Car on the Hill

Description of the task : ``Car on the Hill''

The state space :

The car is defined by the 2-dimensional state x=(y,v)
where y is its position and v its velocity.

The control space :

The control u is a 1-dimensional variable that takes a
finite number of possible values between u_min and u_max.
It represents the thrust applied to the car.

The state dynamics :

The state dynamics is defined by the differential equation :
dx
-- = f(x,u)
dt
in the deterministic case, and by the stochastic diff. eq. :
dx = f(x,u) dt + s(x,u) dw
in the stochastic case. Here dw is a Wiener process.
(The formulation of the stochasticity is explained is the
function hillcar_noise).

The reinforcement functions :

The current and terminal reinforcement functions are described
in the functions :

hillcar_current_reinf

hillcar_terminal_reinf

Code in C :

/* Definition of some constants and basic functions */
#define A 1.0
#define B 5.0
#define C 0.0
#define MASS 1.0
#define GRAVITY 9.81
#define f1(x) ((x) * ((x) + 1.0))
#define f1_dashed2(x) (2.0 * (x) + 1.0)
#define f2(x) (A * (x) / sqrt(1.0 + B * (x) * (x)))
#define f(x) (((x) < C) ? f1(x):f2(x))
#define f_dashed(x) (((x) < C) ? f1_dashed2(x) : f2_dashed2(x))

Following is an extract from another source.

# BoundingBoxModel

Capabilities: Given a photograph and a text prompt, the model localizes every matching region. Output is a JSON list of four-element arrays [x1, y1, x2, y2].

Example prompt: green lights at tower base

double f2_dashed2(double x)
{
double alpha = sqrt(1.0 + B * x * x);
return( A / (alpha * alpha * alpha) );
}

/* This is the state dynamics.
Inputs :

tsk is the task (here HillCar)
state is the current (2d here) state
action is the control (+4 or -4)

Output :

f is the state dynamics vector (2d here)

*/
void hillcar_f(task *tsk, double *state, double action, double *f)
{
double u, x, q, p, acc;

x = state[0];
q = f_dashed(x);
p = 1.0 + (q * q);
acc = (action / (MASS * sqrt(p))) - (GRAVITY * q / p);

f[0] = state[1];
f[1] = acc;
}

/* This is the stochastic part.
The stochastic differential equation :
dx = f(x,u) dt + s(x,u) dw
includes 2 part :

the local drift : f(x,u) dt which is the deterministic partt
the noise : s(x,u) dw.

Let the matrix a=s.s' (where ' means the transpose)
Then a is a 2x2 symetric positive matrix, thus there exists a set
of 2 orthogonal eigenvectors e1 and e2 with eigenvalues l1 and l2.
This function takes as input :

the (2d) state and action and

and returns the output :

the corresponding eigenvalues and eigenvectors.

For example,
- if there is no noise (deterministic process) just return l1 = l2 = 0.
*/
void hillcar_noise(task *tsk, double *state, double action,
double *eig_val, double **eig_vect)
{
/* In this example, the noise is constant (does not depend on
the state or the action) and is as follow :
the eigenvalues and the eigenvectors are :
l1= 0.03 for e1=( 1 0 )
l2= 0.3 for e2=( 0 1 )
*/
eig_val[0]=0.03;
eig_val[1]=0.3;

eig_vect[0][0]=1;
eig_vect[1][0]=0;

eig_vect[0][1]=0;
eig_vect[1][1]=1;
}

/* The current reinforcement (here 0 everywhere) */
double hillcar_current_reinf(task *tsk, double *state, double action, double seconds)
{
return 0;
}

/* The terminal reinforcement : this function is called only when the systems exits from the state space.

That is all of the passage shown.